No es sorprendente que el Imperio romano viera a Jesús y su movimiento no violento como una amenaza para su régimen violento, por lo que lo torturaron y ejecutaron públicamente como procedimiento habitual. Al clavar a un ser humano desnudo contra la madera... el imperio demostró su dominio absoluto y la derrota absoluta de su víctima. El mensaje era claro: el mensaje de verdad y amor de Jesús no significaba nada ante el poder aplastante y la dominación del imperio...
Haciéndose eco de la no violencia de su fundador, la fe cristiana creció inicialmente como un movimiento espiritual no violento de valores anti imperiales.
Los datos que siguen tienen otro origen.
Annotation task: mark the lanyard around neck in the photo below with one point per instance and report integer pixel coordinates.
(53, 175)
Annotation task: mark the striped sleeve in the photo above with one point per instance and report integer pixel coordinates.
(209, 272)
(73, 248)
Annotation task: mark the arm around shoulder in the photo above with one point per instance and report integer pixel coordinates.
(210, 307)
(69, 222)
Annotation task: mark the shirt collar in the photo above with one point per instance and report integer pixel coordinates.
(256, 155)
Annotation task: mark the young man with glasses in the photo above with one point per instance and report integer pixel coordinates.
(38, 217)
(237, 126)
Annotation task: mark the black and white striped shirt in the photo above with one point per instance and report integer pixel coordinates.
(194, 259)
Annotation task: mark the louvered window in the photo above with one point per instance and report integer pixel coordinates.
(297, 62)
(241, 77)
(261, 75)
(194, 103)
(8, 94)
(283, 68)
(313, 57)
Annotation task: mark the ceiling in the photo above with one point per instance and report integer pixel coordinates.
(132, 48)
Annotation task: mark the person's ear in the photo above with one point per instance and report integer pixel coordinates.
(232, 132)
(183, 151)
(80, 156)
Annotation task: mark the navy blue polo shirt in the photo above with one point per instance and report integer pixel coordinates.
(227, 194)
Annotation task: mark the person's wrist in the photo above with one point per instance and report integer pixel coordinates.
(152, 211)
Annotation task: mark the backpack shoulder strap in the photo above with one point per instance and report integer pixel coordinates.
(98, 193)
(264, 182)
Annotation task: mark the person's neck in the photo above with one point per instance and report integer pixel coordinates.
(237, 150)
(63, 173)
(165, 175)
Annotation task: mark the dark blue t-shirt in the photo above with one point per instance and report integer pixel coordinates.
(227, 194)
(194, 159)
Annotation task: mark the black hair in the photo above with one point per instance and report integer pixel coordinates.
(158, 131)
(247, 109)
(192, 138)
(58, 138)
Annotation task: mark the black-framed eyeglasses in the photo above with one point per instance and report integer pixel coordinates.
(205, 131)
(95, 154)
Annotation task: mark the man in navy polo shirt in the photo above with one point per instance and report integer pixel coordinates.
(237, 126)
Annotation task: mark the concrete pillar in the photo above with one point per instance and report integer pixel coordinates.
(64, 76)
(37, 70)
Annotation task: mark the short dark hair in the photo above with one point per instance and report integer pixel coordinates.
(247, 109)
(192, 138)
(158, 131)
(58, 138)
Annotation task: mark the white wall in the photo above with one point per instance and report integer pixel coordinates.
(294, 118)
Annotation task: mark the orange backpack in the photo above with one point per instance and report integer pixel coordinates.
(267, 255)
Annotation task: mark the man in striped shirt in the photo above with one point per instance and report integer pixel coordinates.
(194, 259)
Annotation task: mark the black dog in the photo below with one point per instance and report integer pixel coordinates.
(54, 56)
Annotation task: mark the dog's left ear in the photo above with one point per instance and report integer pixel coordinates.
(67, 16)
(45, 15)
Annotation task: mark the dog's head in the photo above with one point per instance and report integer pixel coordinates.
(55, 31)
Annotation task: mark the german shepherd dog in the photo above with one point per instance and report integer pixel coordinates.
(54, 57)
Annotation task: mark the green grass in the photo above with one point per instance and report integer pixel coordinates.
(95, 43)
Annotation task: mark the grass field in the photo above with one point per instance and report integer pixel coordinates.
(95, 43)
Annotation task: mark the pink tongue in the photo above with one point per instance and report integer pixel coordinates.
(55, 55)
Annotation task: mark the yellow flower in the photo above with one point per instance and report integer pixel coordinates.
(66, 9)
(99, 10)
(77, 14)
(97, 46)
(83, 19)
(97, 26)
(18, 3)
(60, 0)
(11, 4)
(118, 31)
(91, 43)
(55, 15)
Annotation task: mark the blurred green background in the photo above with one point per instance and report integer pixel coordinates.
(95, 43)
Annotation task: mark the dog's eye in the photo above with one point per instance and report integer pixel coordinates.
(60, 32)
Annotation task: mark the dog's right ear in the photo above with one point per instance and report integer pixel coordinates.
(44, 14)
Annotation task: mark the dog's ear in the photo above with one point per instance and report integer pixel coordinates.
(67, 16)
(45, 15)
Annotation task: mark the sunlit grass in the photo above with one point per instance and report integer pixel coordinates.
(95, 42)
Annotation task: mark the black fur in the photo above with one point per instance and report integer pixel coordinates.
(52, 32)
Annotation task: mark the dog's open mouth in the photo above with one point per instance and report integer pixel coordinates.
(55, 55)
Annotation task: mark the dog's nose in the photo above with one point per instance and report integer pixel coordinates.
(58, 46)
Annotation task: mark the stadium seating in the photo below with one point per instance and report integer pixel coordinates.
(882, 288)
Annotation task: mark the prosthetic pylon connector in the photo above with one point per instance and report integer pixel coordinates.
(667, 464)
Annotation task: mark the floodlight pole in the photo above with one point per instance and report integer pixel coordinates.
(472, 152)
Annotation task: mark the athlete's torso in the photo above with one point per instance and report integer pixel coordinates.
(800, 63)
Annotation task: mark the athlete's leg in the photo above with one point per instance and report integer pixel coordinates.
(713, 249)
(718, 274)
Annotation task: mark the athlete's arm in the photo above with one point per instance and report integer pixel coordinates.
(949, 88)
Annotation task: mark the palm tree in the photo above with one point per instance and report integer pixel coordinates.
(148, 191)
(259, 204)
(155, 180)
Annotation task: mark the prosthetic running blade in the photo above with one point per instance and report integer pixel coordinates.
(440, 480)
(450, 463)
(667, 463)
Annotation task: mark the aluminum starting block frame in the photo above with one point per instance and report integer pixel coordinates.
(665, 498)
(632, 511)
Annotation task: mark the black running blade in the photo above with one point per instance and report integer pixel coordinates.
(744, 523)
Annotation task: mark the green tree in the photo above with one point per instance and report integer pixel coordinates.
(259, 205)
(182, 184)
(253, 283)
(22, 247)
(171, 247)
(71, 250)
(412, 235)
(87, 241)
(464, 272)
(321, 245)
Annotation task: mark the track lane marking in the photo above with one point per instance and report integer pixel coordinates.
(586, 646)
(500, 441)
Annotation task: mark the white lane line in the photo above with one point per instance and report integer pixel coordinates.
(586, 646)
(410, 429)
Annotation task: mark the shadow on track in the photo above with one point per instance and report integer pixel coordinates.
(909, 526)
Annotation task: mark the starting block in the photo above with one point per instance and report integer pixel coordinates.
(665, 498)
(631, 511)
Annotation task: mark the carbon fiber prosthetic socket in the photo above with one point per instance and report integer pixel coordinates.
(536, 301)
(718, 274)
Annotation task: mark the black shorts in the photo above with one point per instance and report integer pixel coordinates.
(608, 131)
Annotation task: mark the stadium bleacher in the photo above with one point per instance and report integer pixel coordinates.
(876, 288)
Promovía el amor, no la guerra. Su credo primordial priorizaba la solidaridad, no la opresión ni la exclusión: «Porque en Cristo Jesús todos sois hijos de Dios por la fe. Todos los que habéis sido bautizados en Cristo, de Cristo os habéis revestido. Ya no hay judío ni griego, esclavo ni libre, hombre ni mujer; porque todos sois uno en Cristo Jesús» (Gálatas 3:26-28). Los primeros cristianos priorizaron la igualdad de la amistad sobre la supremacía de la jerarquía (Juan 15:15; 3 Juan 14, 15). Debido a su postura anti imperial, que incluía su negativa a ser soldados del ejército romano o a participar en el culto imperial que proclamaba la divinidad del emperador, a menudo eran objeto de burla, se les desconfiaba de su falta de patriotismo y se les perseguía.
McLaren confronta lo que el cristianismo ha perdido al abrazar el poder del imperio:
Desde Constantino, el cristianismo ha reivindicado repetidamente el derecho legítimo de ejercer violencia contra sus miembros [y otros] para proteger sus intereses y conservar su supremacía. Ha buscado un control amplio, y a veces casi ilimitado, sobre el comportamiento y la mente de sus súbditos. En ocasiones, se ha comportado como un poder totalitario, reprimiendo la disidencia y atribuyéndose una autoridad divina y absoluta, capaz de corrupción absoluta.
8 Brian D. McLaren, Do I Stay Christian? A Guide for the Doubters, the Disappointed, and the Disillusioned (St. Martin’s, 2022), 21–23, 26.